188.8.131.52. Regions of the LSJR
Within the LSJR basin, there is a large variation in the types of ecosystems, land uses, and hydrology. As a consequence, the distribution and potential impacts of contaminants will vary widely within the basin at any given time. To analyze sediment contaminants in the LSJR, we divided it into four regions (Figure 5.2) with roughly similar hydrologic and land use characteristics. Where possible, trends were tracked within each region, and comparisons were made between the regions.

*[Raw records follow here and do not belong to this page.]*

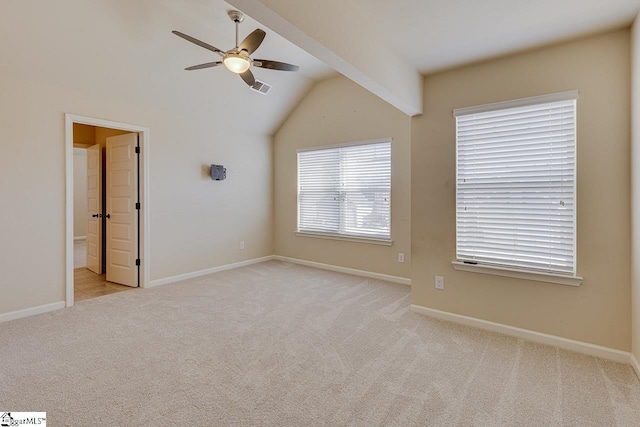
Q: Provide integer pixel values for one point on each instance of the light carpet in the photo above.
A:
(287, 345)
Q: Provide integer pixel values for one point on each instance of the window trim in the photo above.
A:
(570, 279)
(337, 236)
(517, 273)
(346, 238)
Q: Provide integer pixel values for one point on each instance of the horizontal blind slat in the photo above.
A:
(515, 187)
(346, 190)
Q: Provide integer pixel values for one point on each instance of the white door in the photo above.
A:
(121, 213)
(94, 208)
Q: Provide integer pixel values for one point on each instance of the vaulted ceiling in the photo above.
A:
(386, 46)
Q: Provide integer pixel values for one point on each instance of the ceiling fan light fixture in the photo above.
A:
(236, 63)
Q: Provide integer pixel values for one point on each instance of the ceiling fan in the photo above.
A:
(238, 59)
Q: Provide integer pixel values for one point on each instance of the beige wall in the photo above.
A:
(635, 185)
(338, 110)
(599, 311)
(195, 223)
(79, 192)
(84, 135)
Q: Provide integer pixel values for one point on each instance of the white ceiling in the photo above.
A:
(439, 34)
(110, 48)
(385, 45)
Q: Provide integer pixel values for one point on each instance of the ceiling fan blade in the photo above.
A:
(198, 42)
(201, 66)
(274, 65)
(248, 78)
(252, 41)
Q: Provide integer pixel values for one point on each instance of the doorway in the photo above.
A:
(116, 208)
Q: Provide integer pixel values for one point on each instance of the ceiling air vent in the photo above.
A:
(261, 87)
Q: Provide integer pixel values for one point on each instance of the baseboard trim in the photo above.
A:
(529, 335)
(185, 276)
(635, 364)
(369, 274)
(32, 311)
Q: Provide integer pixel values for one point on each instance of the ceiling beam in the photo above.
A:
(332, 33)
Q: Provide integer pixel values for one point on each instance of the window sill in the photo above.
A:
(369, 240)
(518, 274)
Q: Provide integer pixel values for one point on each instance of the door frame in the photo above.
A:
(143, 173)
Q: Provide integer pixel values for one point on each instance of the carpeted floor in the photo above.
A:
(281, 344)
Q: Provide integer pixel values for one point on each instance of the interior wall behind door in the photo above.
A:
(86, 135)
(79, 193)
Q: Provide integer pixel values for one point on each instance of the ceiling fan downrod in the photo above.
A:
(237, 17)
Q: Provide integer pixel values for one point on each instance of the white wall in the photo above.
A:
(105, 59)
(80, 192)
(635, 190)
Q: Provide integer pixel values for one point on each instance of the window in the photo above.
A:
(515, 184)
(345, 190)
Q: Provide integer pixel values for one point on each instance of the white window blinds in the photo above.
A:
(346, 190)
(516, 186)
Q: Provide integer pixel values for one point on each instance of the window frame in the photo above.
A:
(387, 241)
(568, 278)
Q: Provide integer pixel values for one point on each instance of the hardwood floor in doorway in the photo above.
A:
(88, 284)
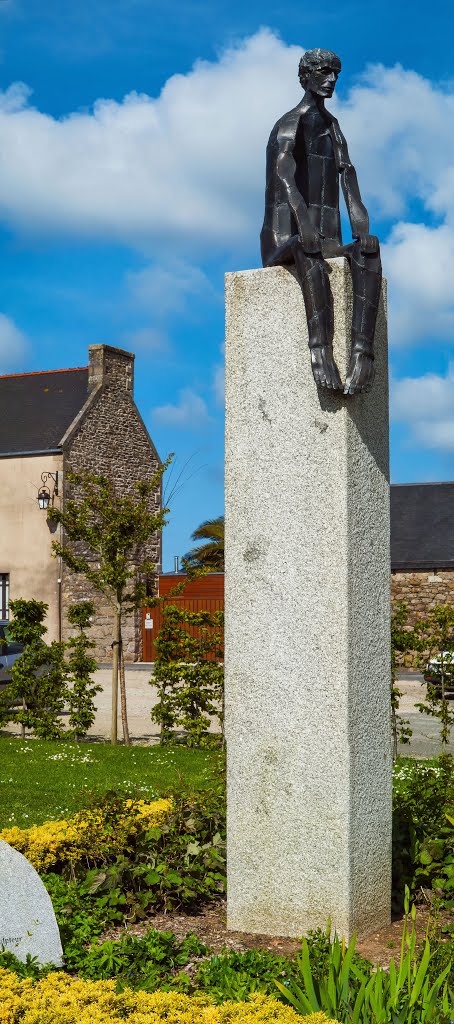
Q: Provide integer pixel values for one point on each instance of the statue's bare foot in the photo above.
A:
(360, 374)
(325, 371)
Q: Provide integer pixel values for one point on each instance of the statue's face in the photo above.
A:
(323, 80)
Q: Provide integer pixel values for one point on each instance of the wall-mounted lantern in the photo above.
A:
(44, 496)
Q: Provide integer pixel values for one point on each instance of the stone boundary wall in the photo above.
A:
(422, 590)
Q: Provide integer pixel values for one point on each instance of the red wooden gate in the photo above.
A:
(205, 594)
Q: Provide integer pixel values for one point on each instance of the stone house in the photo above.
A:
(422, 545)
(85, 419)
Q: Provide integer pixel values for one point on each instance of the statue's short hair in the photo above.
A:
(313, 59)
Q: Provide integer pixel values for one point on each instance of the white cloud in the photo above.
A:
(148, 340)
(419, 263)
(188, 165)
(183, 172)
(168, 288)
(13, 346)
(190, 413)
(425, 404)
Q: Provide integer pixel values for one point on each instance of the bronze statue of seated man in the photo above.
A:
(305, 157)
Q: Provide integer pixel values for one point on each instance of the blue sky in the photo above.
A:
(132, 137)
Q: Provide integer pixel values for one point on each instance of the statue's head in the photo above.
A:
(319, 71)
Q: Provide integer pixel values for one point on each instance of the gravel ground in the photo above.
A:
(141, 697)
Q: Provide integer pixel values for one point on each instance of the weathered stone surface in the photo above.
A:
(27, 920)
(306, 622)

One region, Area 1, is a composite of the basins of three tributaries on the western side of the LSJR. The western tributaries area is composed of the Trout River (including Moncrief Creek and Ribault River tributaries), Long Branch Creek, the Cedar-Ortega system, Big Fishweir Creek, and Rice Creek. Despite their distance from one another, they were combined because they share the unfortunate characteristic of having such high levels of contamination for some chemicals that they mathematically obscure trends in the rest of the lower basin. The northernmost region, Area 2, the north arm, stretches from the coast at Mayport to Talleyrand, and has an extensive maritime industry. It is strongly tidal with a range of salinity from marine to estuarine. Moving south, the next region is Area 3, or the north mainstem, which includes urban Jacksonville and extends down to Julington Creek.